The beauty of VR and these kinds of experiences is that you may not know anything about Hawai’i or that missile warning, but you’re still put at the centre of it all. On the one hand, that’s really important if you want to build empathy – even just watching kids climbing down manhole covers because they think it’s the only way to survive is painful. On the other hand – and this is something I find very relevant from my point of view as a political scientist – we all need to see ourselves at the centre of an event like this, so we can understand that we are all implicated in it. We’re all allowing these situations to continue on – an expression I’ve chosen as the title of my poem. We’re all responsible for this arrogant push for progress that makes us think that the only way to live in this world is through domination and silencing and erasing natives and people of colour.
This VR experience really works on both: empathy but also responsibility.
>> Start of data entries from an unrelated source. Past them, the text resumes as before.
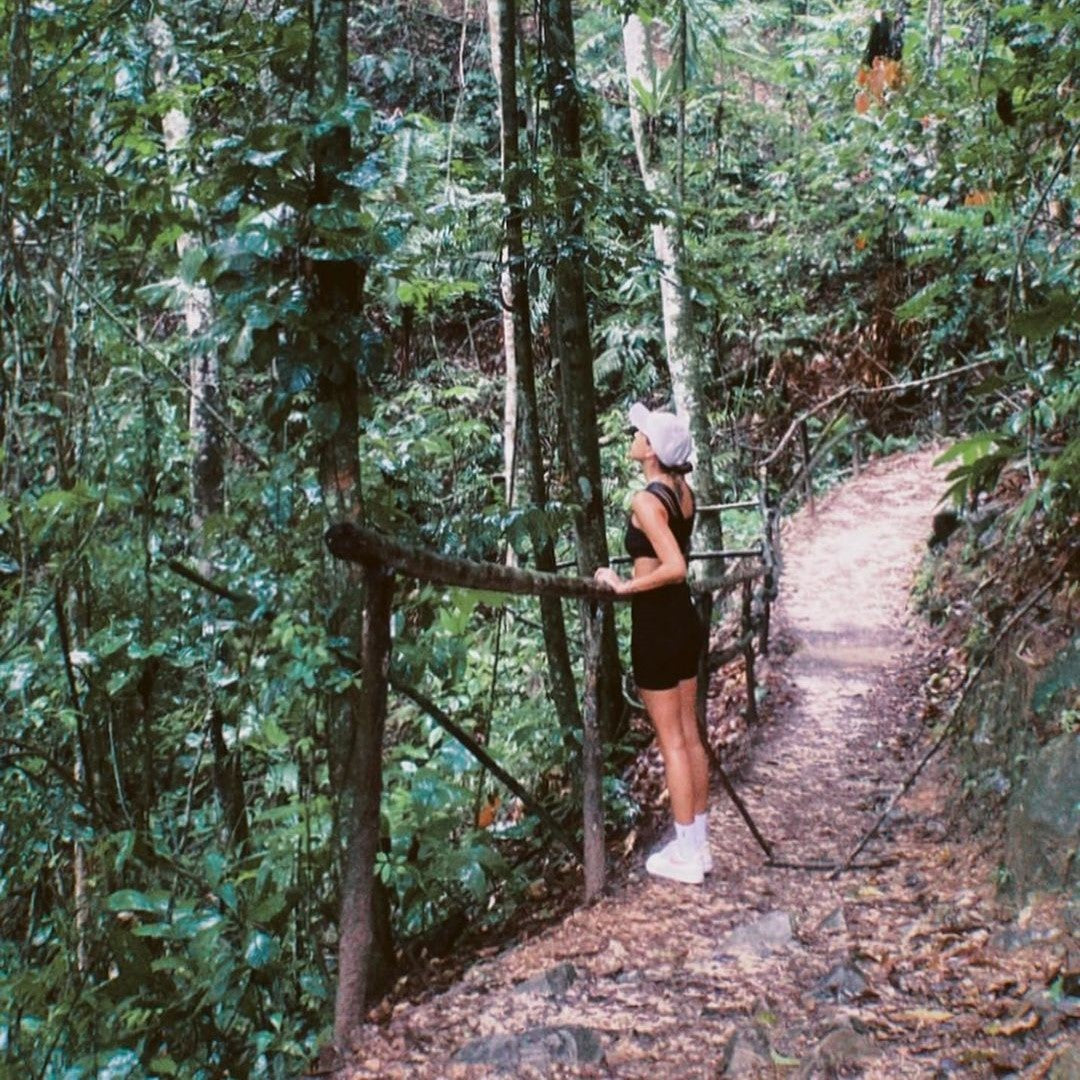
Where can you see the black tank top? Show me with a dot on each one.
(638, 544)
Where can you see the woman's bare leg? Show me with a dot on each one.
(696, 752)
(664, 709)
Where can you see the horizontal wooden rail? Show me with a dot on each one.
(356, 543)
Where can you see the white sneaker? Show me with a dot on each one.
(706, 859)
(669, 863)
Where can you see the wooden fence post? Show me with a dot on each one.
(746, 632)
(705, 613)
(807, 478)
(592, 757)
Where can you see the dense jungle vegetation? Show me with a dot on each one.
(251, 285)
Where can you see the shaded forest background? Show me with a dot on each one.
(250, 285)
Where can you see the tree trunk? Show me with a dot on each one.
(361, 796)
(207, 451)
(935, 19)
(358, 717)
(685, 361)
(502, 22)
(570, 337)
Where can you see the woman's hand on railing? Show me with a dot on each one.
(605, 576)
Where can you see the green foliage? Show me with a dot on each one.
(131, 693)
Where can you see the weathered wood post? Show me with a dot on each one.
(592, 755)
(361, 795)
(807, 478)
(704, 605)
(768, 557)
(747, 636)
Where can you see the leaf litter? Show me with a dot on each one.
(912, 969)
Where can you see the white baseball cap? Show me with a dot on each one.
(667, 434)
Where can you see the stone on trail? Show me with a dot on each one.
(1043, 828)
(746, 1053)
(540, 1048)
(844, 983)
(771, 933)
(551, 984)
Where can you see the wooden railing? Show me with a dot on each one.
(782, 475)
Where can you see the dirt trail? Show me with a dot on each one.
(859, 986)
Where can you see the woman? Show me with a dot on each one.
(666, 635)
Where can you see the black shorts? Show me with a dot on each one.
(665, 638)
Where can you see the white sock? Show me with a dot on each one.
(701, 828)
(685, 841)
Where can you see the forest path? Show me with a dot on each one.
(764, 971)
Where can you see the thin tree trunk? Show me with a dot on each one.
(685, 358)
(935, 21)
(207, 450)
(358, 717)
(502, 23)
(362, 795)
(570, 334)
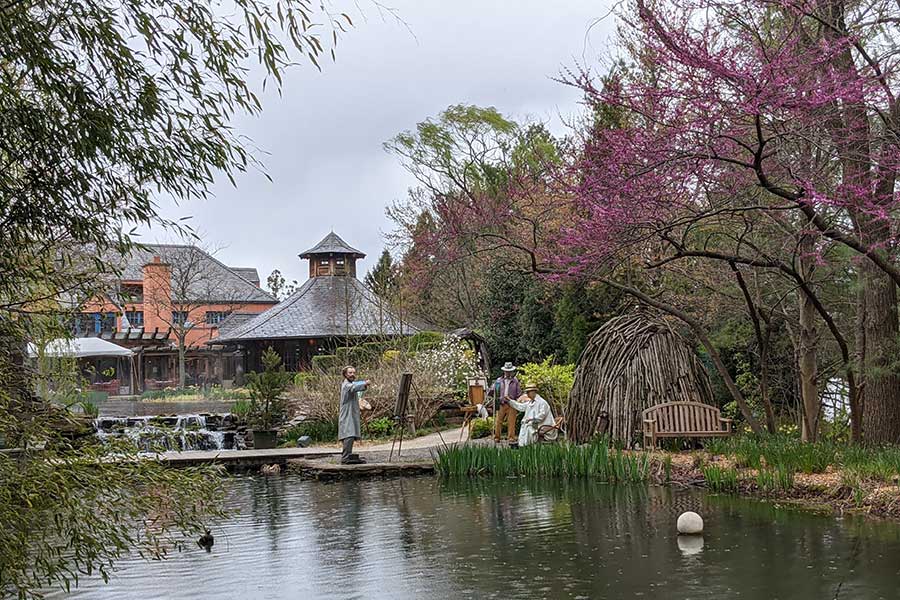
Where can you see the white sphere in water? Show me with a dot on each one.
(690, 523)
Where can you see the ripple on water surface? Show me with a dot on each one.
(421, 538)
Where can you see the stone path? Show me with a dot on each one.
(245, 457)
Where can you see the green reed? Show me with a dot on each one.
(721, 479)
(564, 461)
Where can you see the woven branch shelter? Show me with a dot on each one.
(632, 363)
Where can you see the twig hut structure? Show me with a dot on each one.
(632, 363)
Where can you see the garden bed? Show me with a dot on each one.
(815, 476)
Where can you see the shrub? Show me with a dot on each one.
(554, 381)
(482, 428)
(268, 408)
(326, 363)
(381, 427)
(318, 431)
(302, 377)
(90, 409)
(450, 365)
(424, 340)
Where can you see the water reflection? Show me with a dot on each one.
(422, 538)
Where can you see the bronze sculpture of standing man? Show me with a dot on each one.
(506, 388)
(349, 420)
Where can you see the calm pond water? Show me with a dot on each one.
(423, 538)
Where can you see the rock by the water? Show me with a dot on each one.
(690, 523)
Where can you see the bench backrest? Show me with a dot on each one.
(684, 416)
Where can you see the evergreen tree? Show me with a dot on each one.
(382, 278)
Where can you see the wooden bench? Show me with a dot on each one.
(683, 419)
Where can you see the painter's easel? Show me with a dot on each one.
(400, 416)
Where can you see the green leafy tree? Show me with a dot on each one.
(382, 279)
(105, 107)
(268, 408)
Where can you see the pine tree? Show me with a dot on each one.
(382, 279)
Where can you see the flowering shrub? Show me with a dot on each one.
(439, 376)
(448, 366)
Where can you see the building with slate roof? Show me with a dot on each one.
(163, 286)
(332, 308)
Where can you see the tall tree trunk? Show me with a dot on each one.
(762, 340)
(182, 376)
(808, 338)
(856, 433)
(881, 409)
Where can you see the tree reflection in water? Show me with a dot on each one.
(509, 538)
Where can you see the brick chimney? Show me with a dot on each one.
(157, 295)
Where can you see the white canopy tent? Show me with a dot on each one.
(79, 348)
(88, 348)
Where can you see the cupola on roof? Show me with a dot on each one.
(332, 244)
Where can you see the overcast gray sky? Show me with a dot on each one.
(323, 138)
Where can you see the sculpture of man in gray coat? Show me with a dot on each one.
(348, 421)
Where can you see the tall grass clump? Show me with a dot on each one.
(720, 479)
(756, 452)
(882, 464)
(563, 461)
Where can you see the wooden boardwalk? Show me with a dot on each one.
(243, 458)
(328, 470)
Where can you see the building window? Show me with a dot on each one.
(95, 323)
(132, 292)
(214, 317)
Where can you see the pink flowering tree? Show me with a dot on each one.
(785, 109)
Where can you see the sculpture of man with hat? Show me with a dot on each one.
(537, 414)
(505, 388)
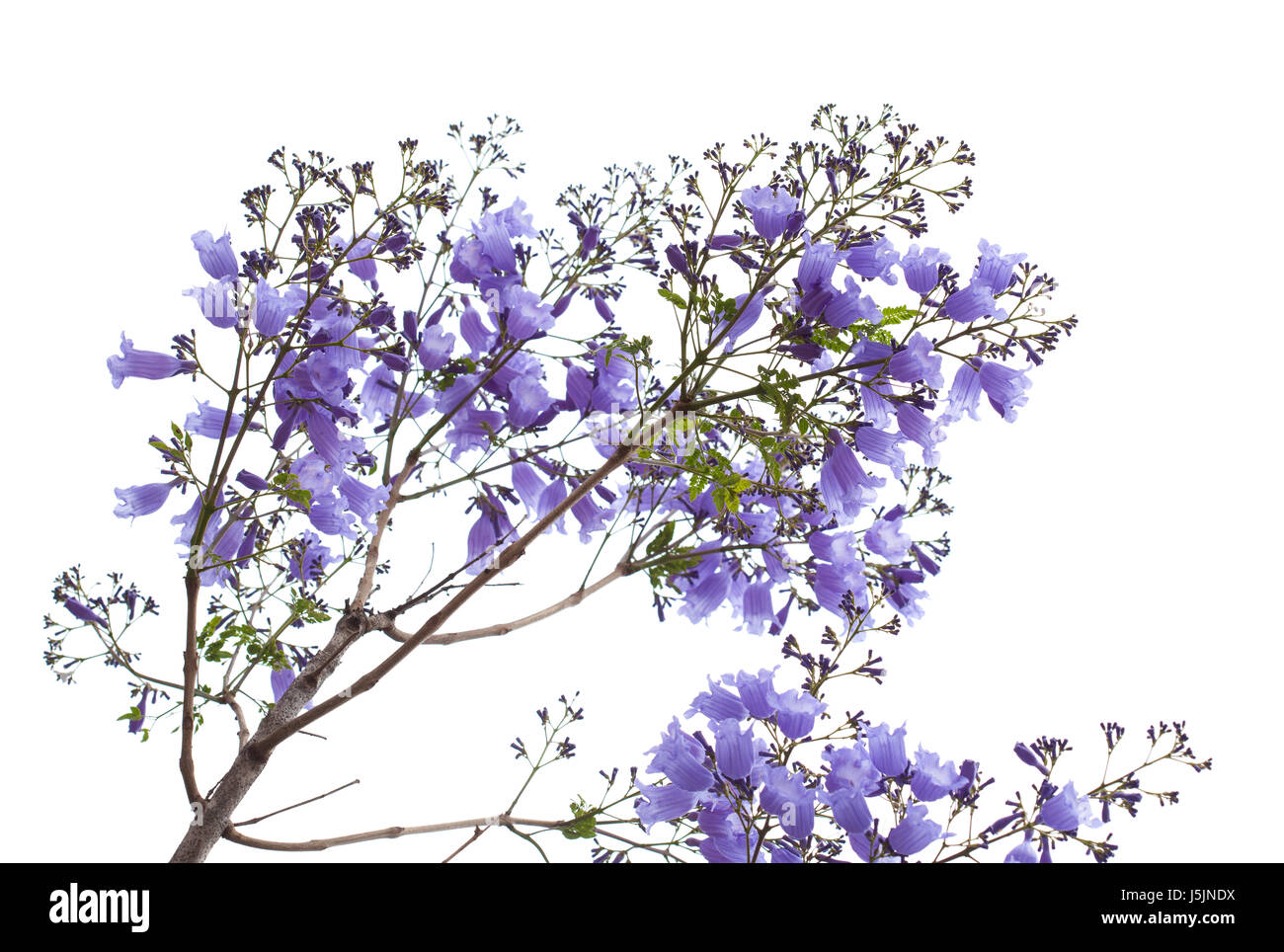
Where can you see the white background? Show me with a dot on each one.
(1113, 548)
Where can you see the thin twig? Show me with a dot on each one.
(300, 803)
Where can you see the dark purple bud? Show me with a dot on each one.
(679, 261)
(394, 362)
(437, 314)
(928, 566)
(394, 243)
(84, 613)
(1000, 826)
(794, 225)
(380, 316)
(1026, 755)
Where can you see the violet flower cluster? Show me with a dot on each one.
(739, 790)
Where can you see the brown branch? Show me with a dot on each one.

We can’t deny that we’re connected to this story now, right? We’re in it! So the question is – and (spoiler alert!) it will come up in chapters two and three – “What are you going to do about it?”. It’s like Thomas King says in his book The Truth About Stories: now that you’ve heard the story, you can’t say you haven’t heard the story. Now you have to do something about it.
So, chapter one will attract people, but it will be chapters two and three that will inspire people to make big and small changes, which is what we need to do and what I want from this piece.
Leave aside statistics, bring in stories: the role of storytellers and artists
J. H. O. – Recently, I’ve been thinking a lot about this piece that Julian Aguan, a Chamorro human-rights lawyer and writer based in Guam, wrote for The Atlantic, where he basically says: enough with the statistics about climate change. We don’t need that, we need your stories.
I think that is the role of storytellers. It doesn’t matter if you’re a musician, a poet, a short story writer… your job is to make people feel, to create a resonance between you and someone you may have nothing in common with. Because it is in that resonance that we are both pulled back into our humanity.
This is the biggest problem of the society we live in: disconnection and the normalisation of disconnection. Even before COVID and Zoom… In this society dominated by American values, what we ask ourselves is how we can compartmentalise our lives outside of their impact and connection with others, so that we can justify any behaviour we want to have. But I come from a culture where our values couldn’t be more different than that, as a Native Hawaiian i know that all my choices and how I move through the world not only impact my family, but impact every person my family loves, and every person who loves the land I live in, both past, present and future.
I think about the way storytellers constantly break this disconnection, making people want to immerse themselves in the stories and connect with them in some way. This is the magic trick that, as an artist, you are constantly pursuing.
The importance of accessibility to foster awareness
J. H. O. – The success of a project like this can be measured in the people who see it and realize how much more there is to learn, and actually try to learn more about it. That’s what we want.
So, the first chapter was just released at Sundance but two more are coming soon. We’re also having some conversations about finding a place where the experience can live permanently in Hawai’i, whether it’s in a museum or a school. The details haven’t been finalised yet, but it’s something I’d be really interested in.
As someone who’s not in the VR world, I wonder how we can make pieces like this accessible. There are so many barriers that prevent people from seeing the project, but we need to find creative ways to address this lack of access, because it’s an important work and I want it to be experienced.